Barzani: zamach w Irbilu nie zmieni stanowiska Kurdów
Lider Demokratycznej Partii Kurdystanu, Masud Barzani oświadczył, iż niedzielny zamach terrorystyczny w Irbilu na północy Iraku - gdzie zginęło co najmniej 56 osób a 200 zostało rannych - w niczym nie zmieni stanowiska jego partii w kwestii federalnego systemu kraju.
02.02.2004 07:45
Niedzielny zamach wymierzono w siedziby dwóch rywalizujących ze sobą ugrupowań - Patriotycznej Unii Kurdystanu (PUK) i Demokratycznej Partii Kurdystanu (DPK).

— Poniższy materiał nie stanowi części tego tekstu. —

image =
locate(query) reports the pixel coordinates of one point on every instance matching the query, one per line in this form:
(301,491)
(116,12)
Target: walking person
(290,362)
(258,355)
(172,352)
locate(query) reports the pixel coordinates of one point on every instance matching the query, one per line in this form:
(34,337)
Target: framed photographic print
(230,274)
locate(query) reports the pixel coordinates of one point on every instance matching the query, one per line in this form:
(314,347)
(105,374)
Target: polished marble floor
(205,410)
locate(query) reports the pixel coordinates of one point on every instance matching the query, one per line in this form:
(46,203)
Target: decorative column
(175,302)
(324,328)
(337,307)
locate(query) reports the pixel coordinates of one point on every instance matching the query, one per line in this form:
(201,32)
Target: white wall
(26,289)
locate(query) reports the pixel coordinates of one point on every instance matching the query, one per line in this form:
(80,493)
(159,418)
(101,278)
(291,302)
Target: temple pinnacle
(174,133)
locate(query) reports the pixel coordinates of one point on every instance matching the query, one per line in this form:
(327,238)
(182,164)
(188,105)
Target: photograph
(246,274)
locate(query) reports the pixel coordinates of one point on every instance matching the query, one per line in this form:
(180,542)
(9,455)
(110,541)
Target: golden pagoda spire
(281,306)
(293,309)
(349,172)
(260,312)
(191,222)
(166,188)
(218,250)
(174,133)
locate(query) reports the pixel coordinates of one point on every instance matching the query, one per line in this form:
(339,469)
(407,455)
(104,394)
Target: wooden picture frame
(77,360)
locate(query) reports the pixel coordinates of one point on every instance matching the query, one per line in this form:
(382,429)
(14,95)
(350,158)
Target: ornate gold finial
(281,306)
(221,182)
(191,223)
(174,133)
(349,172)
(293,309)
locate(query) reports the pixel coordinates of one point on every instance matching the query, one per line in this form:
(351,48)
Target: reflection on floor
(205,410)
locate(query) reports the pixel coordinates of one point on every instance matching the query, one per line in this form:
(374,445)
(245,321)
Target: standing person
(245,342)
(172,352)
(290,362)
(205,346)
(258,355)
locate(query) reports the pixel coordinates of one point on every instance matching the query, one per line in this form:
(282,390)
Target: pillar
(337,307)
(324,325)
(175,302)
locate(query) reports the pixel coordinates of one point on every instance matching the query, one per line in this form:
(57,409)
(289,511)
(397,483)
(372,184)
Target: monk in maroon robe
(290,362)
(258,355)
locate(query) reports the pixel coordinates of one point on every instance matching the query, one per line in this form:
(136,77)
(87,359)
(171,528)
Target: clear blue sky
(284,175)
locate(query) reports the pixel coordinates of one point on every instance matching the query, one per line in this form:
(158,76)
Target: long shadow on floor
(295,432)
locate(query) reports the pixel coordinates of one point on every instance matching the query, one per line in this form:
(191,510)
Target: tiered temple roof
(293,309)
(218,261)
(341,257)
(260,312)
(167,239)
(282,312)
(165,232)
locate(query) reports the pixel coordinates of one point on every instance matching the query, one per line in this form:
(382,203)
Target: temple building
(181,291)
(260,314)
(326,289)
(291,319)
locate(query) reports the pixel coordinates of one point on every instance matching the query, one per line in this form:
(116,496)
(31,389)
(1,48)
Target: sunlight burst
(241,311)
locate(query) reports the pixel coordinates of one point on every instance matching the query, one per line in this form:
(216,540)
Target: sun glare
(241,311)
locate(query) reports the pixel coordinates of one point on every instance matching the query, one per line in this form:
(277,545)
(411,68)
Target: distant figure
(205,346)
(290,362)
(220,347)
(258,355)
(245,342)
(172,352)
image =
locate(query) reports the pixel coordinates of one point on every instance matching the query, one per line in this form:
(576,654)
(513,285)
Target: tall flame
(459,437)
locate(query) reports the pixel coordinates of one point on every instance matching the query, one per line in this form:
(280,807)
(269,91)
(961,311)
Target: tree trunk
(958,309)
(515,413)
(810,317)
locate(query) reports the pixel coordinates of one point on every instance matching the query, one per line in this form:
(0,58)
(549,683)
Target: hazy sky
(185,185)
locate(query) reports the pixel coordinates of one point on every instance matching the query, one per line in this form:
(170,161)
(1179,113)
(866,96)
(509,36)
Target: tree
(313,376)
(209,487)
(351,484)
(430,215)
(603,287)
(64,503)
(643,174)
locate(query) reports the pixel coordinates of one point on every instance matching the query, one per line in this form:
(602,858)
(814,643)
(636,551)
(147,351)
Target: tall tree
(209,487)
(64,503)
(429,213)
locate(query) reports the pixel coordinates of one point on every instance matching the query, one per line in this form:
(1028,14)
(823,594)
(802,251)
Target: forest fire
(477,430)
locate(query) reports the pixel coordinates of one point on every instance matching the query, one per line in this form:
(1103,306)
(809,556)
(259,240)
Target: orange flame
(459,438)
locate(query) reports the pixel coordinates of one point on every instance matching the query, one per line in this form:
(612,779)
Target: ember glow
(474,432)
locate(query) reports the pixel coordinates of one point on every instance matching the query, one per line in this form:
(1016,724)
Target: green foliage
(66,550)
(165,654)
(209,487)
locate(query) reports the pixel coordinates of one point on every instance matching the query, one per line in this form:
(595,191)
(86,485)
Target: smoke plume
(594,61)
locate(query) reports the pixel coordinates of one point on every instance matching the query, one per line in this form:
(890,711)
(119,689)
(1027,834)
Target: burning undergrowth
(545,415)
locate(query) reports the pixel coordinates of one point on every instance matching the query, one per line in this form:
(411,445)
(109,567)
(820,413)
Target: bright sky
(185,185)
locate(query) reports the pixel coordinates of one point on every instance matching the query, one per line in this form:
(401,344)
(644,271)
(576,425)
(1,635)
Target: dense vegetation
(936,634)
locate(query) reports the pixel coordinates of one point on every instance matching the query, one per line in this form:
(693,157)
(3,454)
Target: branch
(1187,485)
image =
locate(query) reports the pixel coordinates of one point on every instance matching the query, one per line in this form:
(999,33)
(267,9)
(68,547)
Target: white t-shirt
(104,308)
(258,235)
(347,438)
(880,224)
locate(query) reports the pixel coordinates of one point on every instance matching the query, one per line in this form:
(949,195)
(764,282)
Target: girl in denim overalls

W obu budynkach celebrowano z udziałem licznych gości rozpoczynające się w niedzielę muzułmańskie Święto Ofiarne. Oprócz zabitych, ciężko rannych jest co najmniej dwieście osób. Wśród ofiar jest wielu liczących się działaczy kurdyjskich.
Barzani wypowiadał się w poniedziałek w wywiadzie, udzielonym katarskiej stacji telewizyjnej Al-Dżazira. Podobnie jak władze w Bagdadzie, oskarżył o atak bojówki ekstremistycznej organizacji Ansar al-Islam, związanej z Al-Kaidą Osamy bin Ladena.
Zdaniem większości obserwatorów, zamachy w Irbilu wpłyną na usztywnienie stanowiska Kurdów irackich, domagających się federalnego chrakteru państwa, łącznie z przyznaniem szerokiej autonomii regionom kurdyjskim na północy kraju. Jak pisze w poniedziałek agencja Associated Press, takie żądania wywołają z pewnością ostry sprzeciw arabskich mieszkańców Iraku a także licznie reprezentowanych na północy kraju Turkmenów, również obawiających się dominacji kurdyjskiej. Stawką jest tu integralność terytorialna Iraku a także kontrola nad źródłami ropy naftowej, znajdującymi się na ziemiach Kurdów - podkreśla AP.
DPK i PUK kontrolują kurdyjską strefę autonomiczną w północnym Iraku, pozostającą pod ochroną USA, od wojny w Zatoce Perskiej z 1991 r. Bojownicy wywodzący się z obu ugrupowań, tzw. peszmergowie, walczyli u boku Amerykanów w wojnie z reżimem Saddama Husajna.
Irbil leży około 325 kilometrów na północ od Bagdadu.